I wasn’t quite sure how but it seemed that someone had replaced my shoes with stilts while I was up in the air. As soon as James let go of my arm, I felt my ankles give way. Reaching forwards, I stumbled backwards, falling arse first into the Christmas tree. For a second, I thought it was all over, that my epic spill was karmic punishment enough for the lift going so well, but no, the universe wasn’t quite done with me yet. The branches of the tree gathered around me, obscuring the frozen faces of my friends as the tree wavered, swaying from side to side for a moment before settling upright again. And then promptly collapsing on top of me. For the first time that evening, I was actually happy that Erin had opted for a piece of plastic crap that might leave a bruise rather than send me to the hospital. There was nothing Christmassy about a coma.

‘Um, is anyone out there?’ I called, waving one useless leg at the assembled masses. ‘Alex? Help?’

‘Well, I guess you will need to come over and help decorate it now,’ Erin said as my tinsel blinkers were lifted and Jenny and Louisa dragged me out from underneath the tree. ‘Are you OK?’

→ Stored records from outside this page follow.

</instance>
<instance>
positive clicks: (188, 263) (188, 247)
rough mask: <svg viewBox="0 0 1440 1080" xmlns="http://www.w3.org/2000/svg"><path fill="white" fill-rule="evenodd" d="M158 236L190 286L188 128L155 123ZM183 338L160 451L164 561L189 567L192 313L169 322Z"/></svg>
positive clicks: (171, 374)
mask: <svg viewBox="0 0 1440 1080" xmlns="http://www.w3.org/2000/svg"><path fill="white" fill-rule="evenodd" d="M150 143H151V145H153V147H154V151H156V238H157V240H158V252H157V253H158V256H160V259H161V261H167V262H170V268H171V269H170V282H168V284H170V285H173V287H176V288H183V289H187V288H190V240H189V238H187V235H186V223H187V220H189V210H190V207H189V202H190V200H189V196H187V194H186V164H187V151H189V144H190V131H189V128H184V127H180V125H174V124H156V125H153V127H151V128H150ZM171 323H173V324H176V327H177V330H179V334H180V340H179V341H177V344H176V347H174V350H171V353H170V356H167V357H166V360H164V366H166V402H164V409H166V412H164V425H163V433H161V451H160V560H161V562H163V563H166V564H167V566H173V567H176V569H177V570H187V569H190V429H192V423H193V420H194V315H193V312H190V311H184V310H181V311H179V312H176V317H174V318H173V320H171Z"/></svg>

‘I’m fine,’ I assured her, struggling to my knees and then my feet. Before promptly falling right back onto my arse.

‘Oh, for fuck’s sake,’ James sighed. I spun my entire body round to see him and Alex holding the tree in the air. ‘I say we just leave her under it until New Year’s.’

Lying back, I closed my eyes and waited for someone to hoist me upright. It wasn’t the worst idea I’d ever heard.

CHAPTER NINE

It was safe to say, the following morning was not my finest. It had been months since I’d had a genuine hangover in the office and now I was on my second inside a week. Unfortunately, this was not an area where experience made things easier. This hangover made the last one feel like I’d been for a spa treatment. We had left the party (to be entirely accurate, I had been carried out of the party over James’s shoulder, while Jenny propped Louisa up and Alex took care of the actual baby amongst us) and I had spent most of the evening throwing up tequila while Alex held back my hair and fed me Advil and dry toast. When my alarm went off at seven a.m., I seriously considered actually chopping off my own legs rather than getting up to go to work but instead I threw up once more, downed a strong, black coffee and called a cab.

‘Hey, boss!’

Standing outside my office door, Starbucks in hand and a smile on her face, still, was Cici.

‘I can’t,’ I croaked, my throat sore from all the attractive puking. ‘Not today. I just can’t.’